Secondhand dress, secondhand hair, still first-class beauty. No doubt about that. I read it in the shine of his eyes.

“Well, well…Fiammetta Bianchini,” he says, moving the words around his mouth as if he can taste her in them. “What a totally expected pleasure it is to see you again.”

“Yes, I imagine it is,” she replies softly, and you would think from the ease of her tone that she has been waiting this whole morning for him to walk through the door. It is a marvel to me still: how even when the world is crumbling around her, the kind of challenge that would have most people pissing in fear seems only to make her more relaxed, more vibrant. “It is a big place, Venice. How did you manage to find us here, Pietro?”

“Ah…I am sorry,” he says with a grin, and throws a fast glance at me. “I did not mean to break my word, Bucino. But you are such a visible addition to any city. As soon as one knows you are here, it is not difficult at all to find out where you have been and where you return to.”

Secondhand clothes merchants and pawnbrokers. He is right. It can't have taken much.
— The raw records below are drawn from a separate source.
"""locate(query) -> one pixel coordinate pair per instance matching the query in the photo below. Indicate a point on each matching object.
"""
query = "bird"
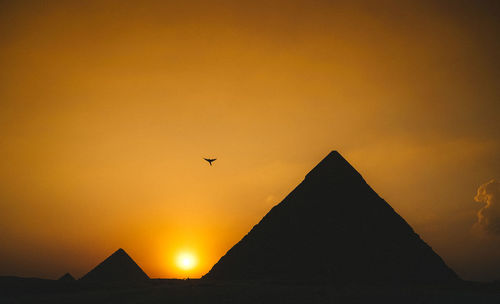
(210, 160)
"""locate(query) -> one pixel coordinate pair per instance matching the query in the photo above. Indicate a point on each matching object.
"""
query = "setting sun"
(186, 260)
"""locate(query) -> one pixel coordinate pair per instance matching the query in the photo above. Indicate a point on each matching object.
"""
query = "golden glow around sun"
(186, 260)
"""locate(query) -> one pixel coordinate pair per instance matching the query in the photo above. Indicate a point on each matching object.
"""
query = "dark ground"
(19, 290)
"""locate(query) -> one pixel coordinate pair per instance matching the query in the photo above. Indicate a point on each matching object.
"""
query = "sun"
(186, 260)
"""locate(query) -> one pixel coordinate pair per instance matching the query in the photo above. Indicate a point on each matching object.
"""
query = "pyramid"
(117, 267)
(67, 278)
(332, 227)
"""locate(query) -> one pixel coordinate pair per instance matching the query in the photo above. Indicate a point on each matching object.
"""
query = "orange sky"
(107, 107)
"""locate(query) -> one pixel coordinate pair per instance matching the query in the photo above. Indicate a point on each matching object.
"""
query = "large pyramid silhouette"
(333, 226)
(117, 267)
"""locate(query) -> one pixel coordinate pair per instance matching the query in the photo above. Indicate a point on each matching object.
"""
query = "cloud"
(488, 217)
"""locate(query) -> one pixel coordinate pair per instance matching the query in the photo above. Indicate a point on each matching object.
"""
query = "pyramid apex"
(335, 166)
(117, 267)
Whoever followed me home, I hope they are coughing their guts out from a fever caught in the rain.

He turns back to her, and the look between them holds. “It has been a long time.”

“A long time, yes.”

“I must say, you are as…radiant—yes, radiant—as I remember.”

“Thank you. You, on the other hand, seem to have spread a little. Though I daresay you are rich enough to go with it.”

“Ah, ah.” His laugh is too spontaneous to be anything but pleasure. “There is nothing in the world so sharp and sweet as the tongue of a Roman courtesan. Bucino told me you escaped, but I am glad your wit is as unscathed as your body, for I have heard the most terrible stories. You know I predicted it would happen, of course. My
prognostico
written in Mantua last year said as much.”

“I am sure it did. And therefore you must have been delighted to hear how the army flooded in reciting your very words on the degradation and corruption of the Holy See.”

“I…No, no. I didn't know that…. Is that true? Did they? My God, you did not tell me that, Bucino.”

He glances at me, and I try to keep my face neutral. But he is too sharp not to read it.

“Ah. My lady Fiammetta. How cruel to play upon a poet's sensitivities. But I forgive you, for the barb was…excellent.” He shakes his head. “I must say, I do believe I have missed you.”

She opens her mouth to throw back a witticism, but there is something in his tone that makes her stop. I watch her falter. “And I you, sir…in my fashion. You survived Giberti well enough?”

He shrugs and lifts up his hands, one of which he holds folded in on itself. “God is generous. He gave me two hands. With a little practice, the left can tell as much truth as the right.”

“More, I would hope,” she says a little tartly.